Icinga new service checks are stuck in Pending - Some never get a check source, some do get a check source but both are Pending

Hi all,

We have icinga configured with one master and several agents. The current setup has been working fine for over a year. We implement a number of custom imports that work fine with a number of custom commands and service templates and service apply rules.

Recently (last two weeks), we’ve noticed that our new hosts (seems to be both automatic and manual) are stuck in pending. One specific trend I have noticed is that some do have a check source and some do not. If the host gets a check source, then its services will work, but the host check itself will stay stuck in pending. If, on the other hand, the host does not get a check source, then its services and host check will stay stuck in pending.

These service checks and host checks are from the same apply rules that ARE working for other pre-existing hosts/services, but they seem to be failing for new ones.


The only change that I’m aware of happening approximately at that time was an adjustment to our imports to assign a variable that is used to apply a hostgroup instead of directly assigning a hostgroup in the import, but this, as far as I can tell, is unrelated.

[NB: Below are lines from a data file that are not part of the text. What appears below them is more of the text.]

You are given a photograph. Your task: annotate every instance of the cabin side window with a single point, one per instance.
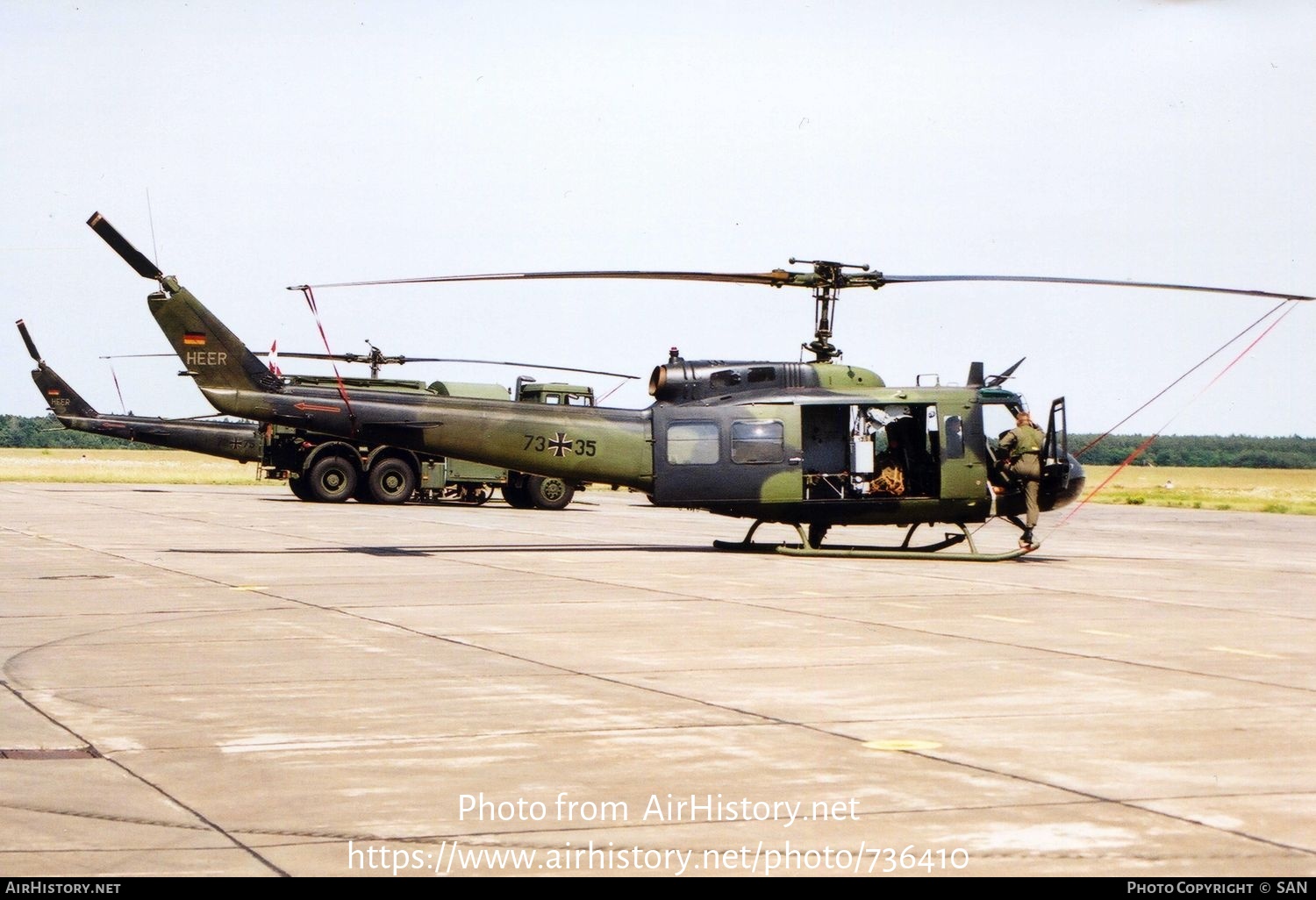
(692, 444)
(758, 441)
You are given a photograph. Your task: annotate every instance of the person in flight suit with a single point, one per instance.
(1024, 447)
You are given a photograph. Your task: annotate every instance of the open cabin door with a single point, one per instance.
(1055, 468)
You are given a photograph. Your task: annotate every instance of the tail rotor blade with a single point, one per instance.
(120, 245)
(26, 339)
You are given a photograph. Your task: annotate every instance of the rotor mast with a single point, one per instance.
(828, 281)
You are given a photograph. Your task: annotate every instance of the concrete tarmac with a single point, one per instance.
(224, 681)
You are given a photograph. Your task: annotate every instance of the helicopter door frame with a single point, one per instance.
(1055, 468)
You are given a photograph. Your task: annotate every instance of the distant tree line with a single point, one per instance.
(1199, 452)
(46, 432)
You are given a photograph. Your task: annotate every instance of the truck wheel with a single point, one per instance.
(332, 479)
(476, 495)
(391, 481)
(549, 492)
(515, 492)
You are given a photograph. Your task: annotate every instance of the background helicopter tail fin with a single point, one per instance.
(211, 353)
(60, 396)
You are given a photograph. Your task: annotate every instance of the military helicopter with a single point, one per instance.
(810, 445)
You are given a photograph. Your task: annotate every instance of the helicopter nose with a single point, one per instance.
(1070, 489)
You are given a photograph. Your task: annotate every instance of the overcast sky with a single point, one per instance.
(247, 149)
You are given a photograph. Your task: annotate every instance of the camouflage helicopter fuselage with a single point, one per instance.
(818, 442)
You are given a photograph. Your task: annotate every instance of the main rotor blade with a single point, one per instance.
(120, 245)
(776, 278)
(855, 281)
(782, 278)
(26, 339)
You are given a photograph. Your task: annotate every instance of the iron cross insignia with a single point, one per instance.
(560, 446)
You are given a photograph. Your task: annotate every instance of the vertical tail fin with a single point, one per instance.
(211, 353)
(58, 395)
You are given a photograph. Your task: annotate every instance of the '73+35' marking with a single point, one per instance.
(560, 445)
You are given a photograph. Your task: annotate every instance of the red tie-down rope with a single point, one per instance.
(1147, 444)
(342, 389)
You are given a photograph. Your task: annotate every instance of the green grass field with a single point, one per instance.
(1245, 489)
(123, 468)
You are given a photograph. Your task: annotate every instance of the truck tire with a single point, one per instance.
(332, 479)
(549, 492)
(300, 487)
(515, 492)
(391, 481)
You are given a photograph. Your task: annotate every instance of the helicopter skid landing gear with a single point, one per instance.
(934, 550)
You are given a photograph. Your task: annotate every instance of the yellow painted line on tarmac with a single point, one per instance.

One other note is we have a custom auto-downtime check that sets a variable with the current time at host creation and sets downtime for the host every hour. After a period of time, it assigns the host to a group that removes it from the service apply rule that applies the auto-downtime check. I also do not believe this is related as it has been in place for months but wanted to mention it.

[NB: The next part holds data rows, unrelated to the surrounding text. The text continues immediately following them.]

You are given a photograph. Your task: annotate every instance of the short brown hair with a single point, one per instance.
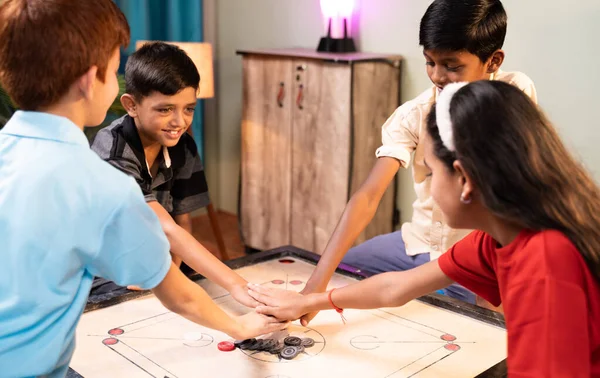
(45, 45)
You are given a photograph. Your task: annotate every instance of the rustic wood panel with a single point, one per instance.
(266, 155)
(320, 151)
(374, 98)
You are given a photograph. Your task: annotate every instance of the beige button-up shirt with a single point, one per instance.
(401, 134)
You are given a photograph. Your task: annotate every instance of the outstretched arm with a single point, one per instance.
(184, 297)
(383, 290)
(186, 247)
(359, 211)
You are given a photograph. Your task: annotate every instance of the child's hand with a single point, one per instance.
(240, 294)
(306, 318)
(254, 324)
(282, 304)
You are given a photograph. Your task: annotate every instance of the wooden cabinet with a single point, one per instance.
(311, 123)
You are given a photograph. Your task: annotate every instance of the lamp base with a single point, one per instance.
(336, 45)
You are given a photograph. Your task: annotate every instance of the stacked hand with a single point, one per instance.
(282, 304)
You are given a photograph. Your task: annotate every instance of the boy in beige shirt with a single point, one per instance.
(462, 41)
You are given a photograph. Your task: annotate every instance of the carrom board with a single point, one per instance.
(130, 334)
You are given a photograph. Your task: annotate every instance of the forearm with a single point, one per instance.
(391, 289)
(189, 300)
(185, 246)
(358, 214)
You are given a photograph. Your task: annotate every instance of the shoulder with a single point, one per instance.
(516, 78)
(415, 110)
(551, 252)
(188, 144)
(110, 140)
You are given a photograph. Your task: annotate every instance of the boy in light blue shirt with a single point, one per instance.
(66, 215)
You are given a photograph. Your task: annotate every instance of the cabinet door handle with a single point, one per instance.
(281, 94)
(300, 97)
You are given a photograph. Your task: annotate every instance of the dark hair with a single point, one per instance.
(159, 67)
(478, 26)
(521, 168)
(45, 45)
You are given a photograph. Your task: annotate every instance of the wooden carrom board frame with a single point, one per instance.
(96, 302)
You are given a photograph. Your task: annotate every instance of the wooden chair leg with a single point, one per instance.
(214, 224)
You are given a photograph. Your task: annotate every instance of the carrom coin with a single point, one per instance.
(246, 344)
(292, 341)
(289, 352)
(277, 348)
(268, 344)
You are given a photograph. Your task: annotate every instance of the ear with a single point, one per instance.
(495, 61)
(130, 105)
(468, 187)
(87, 82)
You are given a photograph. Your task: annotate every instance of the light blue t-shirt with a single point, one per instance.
(65, 217)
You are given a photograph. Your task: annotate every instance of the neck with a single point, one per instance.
(502, 231)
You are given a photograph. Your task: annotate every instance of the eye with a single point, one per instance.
(453, 69)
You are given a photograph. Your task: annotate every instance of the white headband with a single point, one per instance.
(442, 114)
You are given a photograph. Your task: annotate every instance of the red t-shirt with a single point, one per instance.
(551, 300)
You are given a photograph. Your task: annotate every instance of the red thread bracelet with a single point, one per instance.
(337, 309)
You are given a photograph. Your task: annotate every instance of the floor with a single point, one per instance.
(228, 222)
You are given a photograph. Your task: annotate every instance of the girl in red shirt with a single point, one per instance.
(498, 166)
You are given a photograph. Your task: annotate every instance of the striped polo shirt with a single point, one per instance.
(179, 185)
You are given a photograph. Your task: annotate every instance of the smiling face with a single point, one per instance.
(162, 119)
(445, 67)
(448, 186)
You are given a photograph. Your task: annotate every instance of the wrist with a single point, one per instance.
(234, 329)
(237, 282)
(314, 302)
(315, 286)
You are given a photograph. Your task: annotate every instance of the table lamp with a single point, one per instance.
(337, 15)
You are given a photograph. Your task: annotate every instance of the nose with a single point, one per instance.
(178, 120)
(438, 76)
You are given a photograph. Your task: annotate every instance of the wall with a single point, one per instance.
(554, 43)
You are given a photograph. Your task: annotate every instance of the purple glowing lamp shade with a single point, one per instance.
(335, 8)
(337, 15)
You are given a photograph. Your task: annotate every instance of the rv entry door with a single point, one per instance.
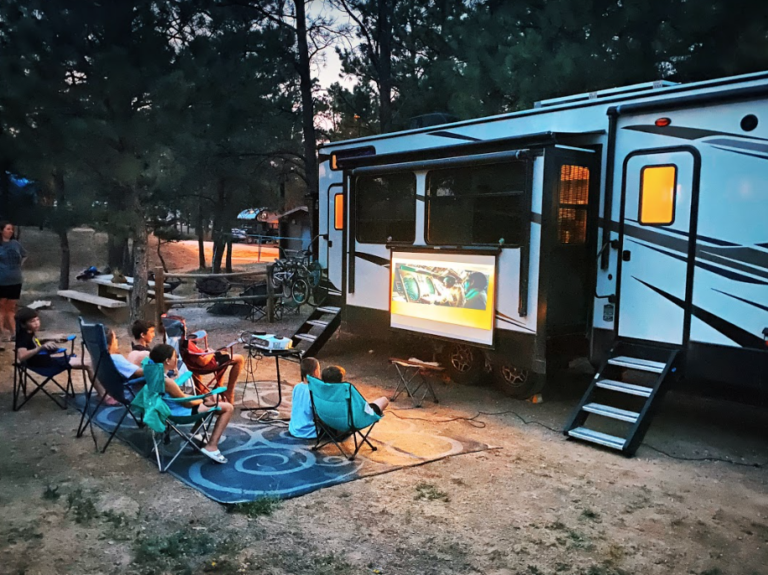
(337, 219)
(655, 270)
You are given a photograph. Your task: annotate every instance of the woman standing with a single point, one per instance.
(12, 256)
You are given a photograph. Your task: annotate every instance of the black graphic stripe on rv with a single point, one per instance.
(445, 134)
(505, 318)
(733, 332)
(731, 275)
(752, 303)
(737, 258)
(378, 260)
(741, 153)
(716, 241)
(686, 133)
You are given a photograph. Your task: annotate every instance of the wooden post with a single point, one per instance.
(159, 300)
(270, 295)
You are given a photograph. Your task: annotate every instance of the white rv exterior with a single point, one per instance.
(613, 267)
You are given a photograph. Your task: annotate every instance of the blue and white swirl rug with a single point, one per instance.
(265, 460)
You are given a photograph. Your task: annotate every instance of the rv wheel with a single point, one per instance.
(517, 382)
(463, 363)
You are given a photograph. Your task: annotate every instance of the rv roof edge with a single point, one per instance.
(667, 90)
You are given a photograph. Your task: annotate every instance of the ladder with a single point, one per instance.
(318, 328)
(624, 395)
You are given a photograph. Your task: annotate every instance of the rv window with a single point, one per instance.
(338, 211)
(573, 194)
(477, 205)
(657, 195)
(385, 208)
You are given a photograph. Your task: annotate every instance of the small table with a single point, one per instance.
(407, 371)
(254, 352)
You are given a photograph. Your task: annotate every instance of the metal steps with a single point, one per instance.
(597, 437)
(638, 364)
(621, 387)
(317, 329)
(624, 394)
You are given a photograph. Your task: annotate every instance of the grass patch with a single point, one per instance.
(51, 493)
(579, 541)
(559, 525)
(23, 534)
(261, 507)
(430, 493)
(185, 552)
(82, 507)
(590, 515)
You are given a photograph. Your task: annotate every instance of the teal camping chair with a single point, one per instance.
(340, 411)
(163, 414)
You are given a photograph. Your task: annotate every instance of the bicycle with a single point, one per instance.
(300, 277)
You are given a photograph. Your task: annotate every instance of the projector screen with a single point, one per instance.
(449, 295)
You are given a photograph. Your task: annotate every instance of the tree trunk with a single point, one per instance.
(140, 262)
(385, 65)
(5, 190)
(307, 112)
(60, 226)
(229, 256)
(117, 247)
(160, 256)
(200, 229)
(65, 261)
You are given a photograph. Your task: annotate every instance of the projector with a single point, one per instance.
(270, 342)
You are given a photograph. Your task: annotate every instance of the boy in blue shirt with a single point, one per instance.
(302, 424)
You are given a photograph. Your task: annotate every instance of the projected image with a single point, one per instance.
(455, 286)
(445, 294)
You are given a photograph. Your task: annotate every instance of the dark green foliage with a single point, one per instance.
(51, 493)
(261, 507)
(81, 506)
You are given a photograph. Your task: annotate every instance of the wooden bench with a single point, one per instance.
(116, 310)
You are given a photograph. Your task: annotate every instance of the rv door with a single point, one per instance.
(660, 189)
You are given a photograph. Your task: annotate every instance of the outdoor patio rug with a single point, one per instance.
(265, 460)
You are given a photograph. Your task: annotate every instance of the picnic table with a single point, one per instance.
(112, 298)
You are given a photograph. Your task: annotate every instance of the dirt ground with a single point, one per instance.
(538, 505)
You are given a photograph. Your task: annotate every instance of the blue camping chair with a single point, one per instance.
(29, 379)
(163, 414)
(117, 386)
(340, 411)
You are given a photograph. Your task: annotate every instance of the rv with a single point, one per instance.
(627, 225)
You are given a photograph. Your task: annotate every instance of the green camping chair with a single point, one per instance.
(340, 411)
(163, 414)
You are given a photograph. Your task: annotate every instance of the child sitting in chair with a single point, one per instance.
(337, 374)
(302, 424)
(165, 354)
(29, 346)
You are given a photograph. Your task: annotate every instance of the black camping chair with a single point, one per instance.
(212, 286)
(30, 379)
(117, 386)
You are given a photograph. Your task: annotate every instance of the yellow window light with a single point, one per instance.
(657, 195)
(338, 211)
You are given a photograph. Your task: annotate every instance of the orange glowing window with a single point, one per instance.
(657, 195)
(574, 204)
(338, 211)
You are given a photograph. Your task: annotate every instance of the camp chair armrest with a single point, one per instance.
(216, 391)
(136, 381)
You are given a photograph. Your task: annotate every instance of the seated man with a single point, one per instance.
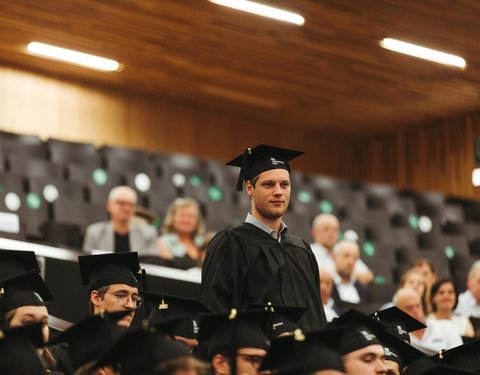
(332, 310)
(469, 301)
(119, 234)
(439, 334)
(235, 339)
(113, 281)
(347, 288)
(325, 230)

We’ve rebooted all 5 servers and had no luck with resolution. We also checked the debug log for errors and haven’t seen any. Does anyone have any suggestions for next troubleshooting steps to try to track down this issue?

Thanks!


System details:

icinga2 version: 2.13.2-1
Browser - firefox
Icinga Web 2 Version - 2.9.5
PHP Version - 7.4.33
OS - Alma Linux 8.8

Modules:
|director |1.9.0|
|fileshipper |1.2.0|
|grafana |1.4.2|
|incubator |0.20.0|
|ipl |0.0.0|
|migrate |2.9.5|
|monitoring |2.9.5|
|mygrafana |0.0.0|
|reactbundle |0.0.0|
|setup |2.9.5|
|vspheredb |1.6.0 |

One common problem is when master’s and agent’s local time difference gets to big.

Thanks! Unfortunately in this case the server times are all in sync. They all poll a local NTP server and I also manually validated they seem to be the same

Any other suggestions of potential issues or ways to trace out the cause?

Other common issues can be a result of certificate failures and/or host name mismatch. However, they would be reported in the logs and you have checked them already.